Mar

Se eu pudesse atribuir um símbolo ao mar esse seria a verdade. O mar é a verdade. Ela não é um cristal, é um líquido infinito no qual mergulhamos; alguém me ensinou.
Dele chega a lenda do Dilúvio contada pelo sal do Himalaia; dele chega a invulnerabilidade que foi testada por Xerxes - Aquemênida -, pelo Grande Khan – Kublai - neto de Genghis, Flagelo da Mongólia, Senhor da China, Conquistador da Coréia, por Felipe II da Espanha, senhor de Aragão e Filipinas.
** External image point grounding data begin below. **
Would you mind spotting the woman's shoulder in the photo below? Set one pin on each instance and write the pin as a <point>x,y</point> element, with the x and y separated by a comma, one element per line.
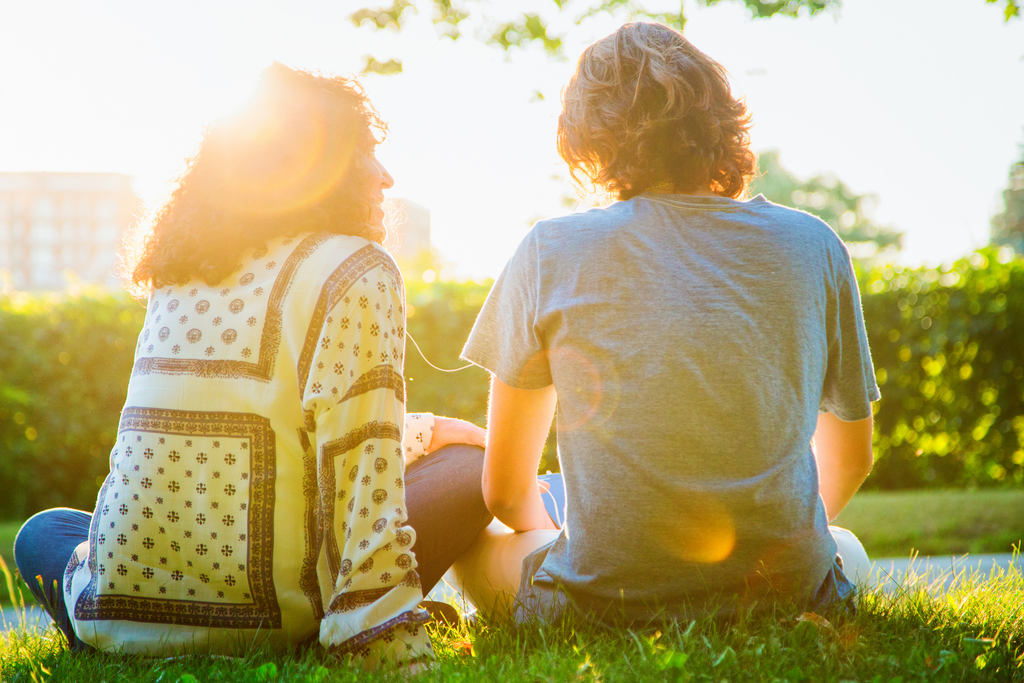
<point>333,259</point>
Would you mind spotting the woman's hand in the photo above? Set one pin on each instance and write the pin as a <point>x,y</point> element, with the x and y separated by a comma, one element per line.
<point>453,430</point>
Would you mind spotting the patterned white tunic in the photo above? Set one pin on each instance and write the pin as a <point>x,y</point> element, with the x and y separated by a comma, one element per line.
<point>255,492</point>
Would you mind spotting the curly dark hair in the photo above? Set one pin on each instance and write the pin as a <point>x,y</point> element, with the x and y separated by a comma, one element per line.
<point>645,110</point>
<point>293,161</point>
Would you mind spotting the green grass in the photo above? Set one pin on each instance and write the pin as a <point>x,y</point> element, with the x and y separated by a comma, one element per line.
<point>8,530</point>
<point>974,634</point>
<point>936,522</point>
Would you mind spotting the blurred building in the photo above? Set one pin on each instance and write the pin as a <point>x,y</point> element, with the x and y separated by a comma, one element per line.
<point>54,222</point>
<point>410,229</point>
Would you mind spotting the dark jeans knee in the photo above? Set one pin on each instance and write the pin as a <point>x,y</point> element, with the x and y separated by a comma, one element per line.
<point>445,507</point>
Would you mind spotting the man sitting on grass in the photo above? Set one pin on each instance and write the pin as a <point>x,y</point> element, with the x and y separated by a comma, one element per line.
<point>694,344</point>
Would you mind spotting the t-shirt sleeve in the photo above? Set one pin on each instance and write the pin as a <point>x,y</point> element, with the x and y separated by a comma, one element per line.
<point>506,338</point>
<point>849,385</point>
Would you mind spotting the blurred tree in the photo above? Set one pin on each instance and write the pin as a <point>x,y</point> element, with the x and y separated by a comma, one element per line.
<point>1008,227</point>
<point>1012,9</point>
<point>827,198</point>
<point>520,29</point>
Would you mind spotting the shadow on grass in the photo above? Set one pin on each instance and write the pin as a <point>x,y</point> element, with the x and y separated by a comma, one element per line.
<point>974,632</point>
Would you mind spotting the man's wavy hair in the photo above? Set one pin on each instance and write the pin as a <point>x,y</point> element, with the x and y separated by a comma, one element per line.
<point>646,110</point>
<point>293,161</point>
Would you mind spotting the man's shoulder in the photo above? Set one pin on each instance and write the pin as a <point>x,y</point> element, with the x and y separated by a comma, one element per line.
<point>577,230</point>
<point>800,224</point>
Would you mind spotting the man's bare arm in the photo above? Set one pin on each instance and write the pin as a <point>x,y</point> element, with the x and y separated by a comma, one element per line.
<point>518,421</point>
<point>843,452</point>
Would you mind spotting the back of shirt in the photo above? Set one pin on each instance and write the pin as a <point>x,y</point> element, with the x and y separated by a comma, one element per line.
<point>691,342</point>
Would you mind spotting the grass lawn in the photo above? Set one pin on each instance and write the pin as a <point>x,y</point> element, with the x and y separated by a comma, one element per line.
<point>889,523</point>
<point>974,634</point>
<point>936,522</point>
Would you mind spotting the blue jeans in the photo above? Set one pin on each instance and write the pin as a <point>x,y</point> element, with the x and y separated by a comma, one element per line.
<point>442,497</point>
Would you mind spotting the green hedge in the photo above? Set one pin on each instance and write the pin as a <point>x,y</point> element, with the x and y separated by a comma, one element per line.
<point>948,346</point>
<point>65,364</point>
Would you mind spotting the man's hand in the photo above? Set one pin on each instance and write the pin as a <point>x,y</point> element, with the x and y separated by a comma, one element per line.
<point>453,430</point>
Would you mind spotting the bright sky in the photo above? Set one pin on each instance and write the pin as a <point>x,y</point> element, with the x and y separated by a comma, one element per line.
<point>918,101</point>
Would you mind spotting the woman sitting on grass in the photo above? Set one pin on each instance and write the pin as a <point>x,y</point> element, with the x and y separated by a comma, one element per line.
<point>694,344</point>
<point>258,491</point>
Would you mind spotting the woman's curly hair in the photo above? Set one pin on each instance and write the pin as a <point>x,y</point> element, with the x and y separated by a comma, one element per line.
<point>645,109</point>
<point>295,160</point>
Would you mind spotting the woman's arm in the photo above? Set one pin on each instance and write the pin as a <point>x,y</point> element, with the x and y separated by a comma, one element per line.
<point>518,421</point>
<point>843,453</point>
<point>425,433</point>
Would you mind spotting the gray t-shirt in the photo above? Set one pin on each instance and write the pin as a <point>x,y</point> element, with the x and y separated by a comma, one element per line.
<point>692,342</point>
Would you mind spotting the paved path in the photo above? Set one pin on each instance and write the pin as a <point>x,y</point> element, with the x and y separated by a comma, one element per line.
<point>938,573</point>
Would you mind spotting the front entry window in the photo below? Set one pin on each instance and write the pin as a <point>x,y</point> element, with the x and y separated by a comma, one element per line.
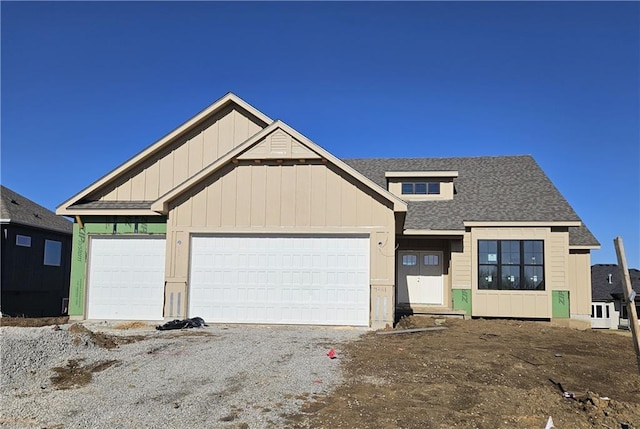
<point>511,264</point>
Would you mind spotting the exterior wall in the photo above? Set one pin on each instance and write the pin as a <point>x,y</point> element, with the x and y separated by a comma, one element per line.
<point>461,269</point>
<point>580,284</point>
<point>285,197</point>
<point>182,159</point>
<point>534,304</point>
<point>446,188</point>
<point>102,225</point>
<point>30,288</point>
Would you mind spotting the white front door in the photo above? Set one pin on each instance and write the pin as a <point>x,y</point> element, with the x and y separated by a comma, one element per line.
<point>126,278</point>
<point>280,279</point>
<point>420,278</point>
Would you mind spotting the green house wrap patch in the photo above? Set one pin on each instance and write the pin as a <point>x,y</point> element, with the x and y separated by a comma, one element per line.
<point>560,304</point>
<point>462,300</point>
<point>102,225</point>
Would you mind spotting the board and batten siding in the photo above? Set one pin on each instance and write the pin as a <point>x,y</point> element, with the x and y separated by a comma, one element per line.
<point>283,198</point>
<point>580,284</point>
<point>183,158</point>
<point>461,263</point>
<point>534,304</point>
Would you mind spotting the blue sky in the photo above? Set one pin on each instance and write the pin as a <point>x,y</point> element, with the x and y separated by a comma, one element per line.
<point>87,85</point>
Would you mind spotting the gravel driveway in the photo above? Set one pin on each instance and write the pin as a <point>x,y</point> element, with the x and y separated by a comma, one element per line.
<point>215,377</point>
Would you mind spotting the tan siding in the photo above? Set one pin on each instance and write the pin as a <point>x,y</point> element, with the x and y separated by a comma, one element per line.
<point>199,209</point>
<point>226,129</point>
<point>243,195</point>
<point>303,195</point>
<point>580,283</point>
<point>214,202</point>
<point>180,164</point>
<point>210,144</point>
<point>287,197</point>
<point>196,154</point>
<point>138,187</point>
<point>556,254</point>
<point>166,173</point>
<point>348,203</point>
<point>333,209</point>
<point>318,195</point>
<point>185,157</point>
<point>259,196</point>
<point>124,191</point>
<point>152,182</point>
<point>461,265</point>
<point>273,193</point>
<point>228,205</point>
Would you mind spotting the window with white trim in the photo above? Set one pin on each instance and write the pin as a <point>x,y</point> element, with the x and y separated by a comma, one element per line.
<point>511,264</point>
<point>420,188</point>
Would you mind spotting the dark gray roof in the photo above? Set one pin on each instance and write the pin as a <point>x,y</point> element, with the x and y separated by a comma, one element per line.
<point>488,188</point>
<point>122,205</point>
<point>602,290</point>
<point>17,209</point>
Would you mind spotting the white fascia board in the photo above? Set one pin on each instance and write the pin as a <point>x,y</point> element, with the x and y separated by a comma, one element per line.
<point>421,174</point>
<point>521,223</point>
<point>433,232</point>
<point>107,212</point>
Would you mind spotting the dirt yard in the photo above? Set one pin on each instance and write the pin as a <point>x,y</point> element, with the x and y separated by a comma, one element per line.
<point>483,374</point>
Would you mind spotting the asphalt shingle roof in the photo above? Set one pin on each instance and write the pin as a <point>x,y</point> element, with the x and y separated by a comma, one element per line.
<point>17,209</point>
<point>602,290</point>
<point>488,188</point>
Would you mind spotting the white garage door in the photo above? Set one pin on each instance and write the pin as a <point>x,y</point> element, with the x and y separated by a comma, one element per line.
<point>280,279</point>
<point>126,278</point>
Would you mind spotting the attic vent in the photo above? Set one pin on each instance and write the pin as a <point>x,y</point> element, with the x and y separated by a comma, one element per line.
<point>279,143</point>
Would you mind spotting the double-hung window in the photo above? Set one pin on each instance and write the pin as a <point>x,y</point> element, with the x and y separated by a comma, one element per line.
<point>511,264</point>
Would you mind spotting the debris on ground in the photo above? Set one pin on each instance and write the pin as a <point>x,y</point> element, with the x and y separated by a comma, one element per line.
<point>195,322</point>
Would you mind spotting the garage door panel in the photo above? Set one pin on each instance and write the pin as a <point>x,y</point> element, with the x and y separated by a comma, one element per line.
<point>126,279</point>
<point>280,279</point>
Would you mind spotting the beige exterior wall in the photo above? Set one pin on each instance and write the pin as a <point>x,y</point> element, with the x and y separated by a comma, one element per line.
<point>461,263</point>
<point>446,188</point>
<point>286,197</point>
<point>580,284</point>
<point>182,159</point>
<point>535,304</point>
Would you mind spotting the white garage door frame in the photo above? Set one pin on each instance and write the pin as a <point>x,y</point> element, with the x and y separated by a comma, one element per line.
<point>125,277</point>
<point>314,279</point>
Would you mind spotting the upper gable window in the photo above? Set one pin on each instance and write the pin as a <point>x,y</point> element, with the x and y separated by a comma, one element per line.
<point>421,188</point>
<point>23,240</point>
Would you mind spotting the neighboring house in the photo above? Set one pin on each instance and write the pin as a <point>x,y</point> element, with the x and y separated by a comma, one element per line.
<point>237,218</point>
<point>36,258</point>
<point>609,308</point>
Todos miseravelmente vencidos e abatidos como seus escravos.
Talvez se falássemos de indiferença teríamos uma idéia melhor desta massa que cobre a maior parte do planeta, da onde viemos para nunca mais voltar.
A não ser em visitas periódicas e agradáveis em suas beiradas douradas e crestadas pelo sol para ali sermos lambidos suavemente; enquanto pensamos neste ciclo infinito que nos é contado pelo rumor que não entendemos, mas que é a voz de todos os nossos semelhantes e antepassados agora liquefeitos e nele representados.
Dele não sabemos nada, quase nada, sabemos pequenos pedaços que assumem a cor do céu em que estão. Pedaços arrancados de um todo desconhecido.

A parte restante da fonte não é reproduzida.